Title : Biomarkers guided therapy for risk stratification and prognostication of patients treated for acute coronary syndrome
Abstract:
There are cumulating evidences of prognostic implications of cardiac biomarkers in patients with acute coronary syndrome (ACS). The prognostic role of troponin (hsTn), natriuretic peptides (NPs), stress glycaemia, HbA1c, are described in different extent in the current trials. There are also data that demonstrates NPs to be predictors not only of heart failure development, but also of recurrent ischemic events.
The aim of our study is to evaluate the role of cardiac biomarkers in ACS patients in differential prognostication of heart failure (HF) versus ischemic events in correlation with left ventricular systolic function: reduced, mid-range and preserved at the index event point.
Material and methods: 200 patients treated for ACS with PCI revascularization are included in the study. Beside clinical data, biomarkers such as: stress glycaemia, fasting blood glycose (FBG), HbA1c, hsTn, NT-proBNP, creatinin, estimated glomerular filtration rate (eGFR), blood urea (BUN), are measured at index event and at three months. Also, echocardiography at index event and after 3 months is/will be performed to classify patients with ACS, as having reduced, mid-range and/or preserved LVEF, and to identify transition of patients (especially those from mid-range EF group). Planned follow-up period is one year from the index event.

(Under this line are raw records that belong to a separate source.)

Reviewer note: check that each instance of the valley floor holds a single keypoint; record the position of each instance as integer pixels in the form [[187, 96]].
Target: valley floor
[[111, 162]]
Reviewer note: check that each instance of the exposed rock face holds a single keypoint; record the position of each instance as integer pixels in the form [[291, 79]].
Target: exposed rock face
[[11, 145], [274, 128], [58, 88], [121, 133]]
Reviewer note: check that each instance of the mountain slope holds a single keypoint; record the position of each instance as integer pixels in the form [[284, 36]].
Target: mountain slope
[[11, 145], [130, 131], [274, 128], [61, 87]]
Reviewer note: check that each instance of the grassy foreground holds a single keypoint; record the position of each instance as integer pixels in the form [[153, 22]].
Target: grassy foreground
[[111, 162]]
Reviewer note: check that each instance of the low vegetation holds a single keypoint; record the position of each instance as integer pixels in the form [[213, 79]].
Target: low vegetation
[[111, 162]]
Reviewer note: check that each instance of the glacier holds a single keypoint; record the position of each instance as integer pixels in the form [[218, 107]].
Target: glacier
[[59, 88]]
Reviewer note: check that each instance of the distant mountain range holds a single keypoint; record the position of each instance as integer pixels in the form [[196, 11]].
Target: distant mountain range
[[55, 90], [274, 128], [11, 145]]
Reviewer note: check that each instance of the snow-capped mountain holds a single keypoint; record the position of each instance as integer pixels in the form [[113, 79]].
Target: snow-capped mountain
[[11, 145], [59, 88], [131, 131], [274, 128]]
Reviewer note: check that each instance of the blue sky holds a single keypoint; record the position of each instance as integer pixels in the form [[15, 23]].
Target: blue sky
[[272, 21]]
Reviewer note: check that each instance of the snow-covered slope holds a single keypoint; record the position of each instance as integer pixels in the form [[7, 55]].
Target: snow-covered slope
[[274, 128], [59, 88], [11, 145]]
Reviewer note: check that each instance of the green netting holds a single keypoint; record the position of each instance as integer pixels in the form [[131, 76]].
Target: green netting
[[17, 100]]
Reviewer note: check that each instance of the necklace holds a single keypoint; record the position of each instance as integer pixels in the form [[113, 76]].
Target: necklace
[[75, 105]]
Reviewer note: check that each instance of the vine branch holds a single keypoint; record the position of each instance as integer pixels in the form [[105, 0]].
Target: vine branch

Results: preliminary data of ongoing study identifies cardiac troponins, stress glycaemia, HbA1c as predictors of short and mid-term prognosis in patients with ACS. With respect to NPs, our preliminary data suggests prognostic role of NPs in prediction of heart failure (after correction for eGFR), but also possible role in prediction of recurrent ischemic events more significantly in patients with mid-range LVEF.
Conclusion: this data suggests that prognostic models that incorporates simple biomarkers and estimated LVEF at index event and after three months can be developed to identify patients with differential risk of HF versus recurrent ischaemic events.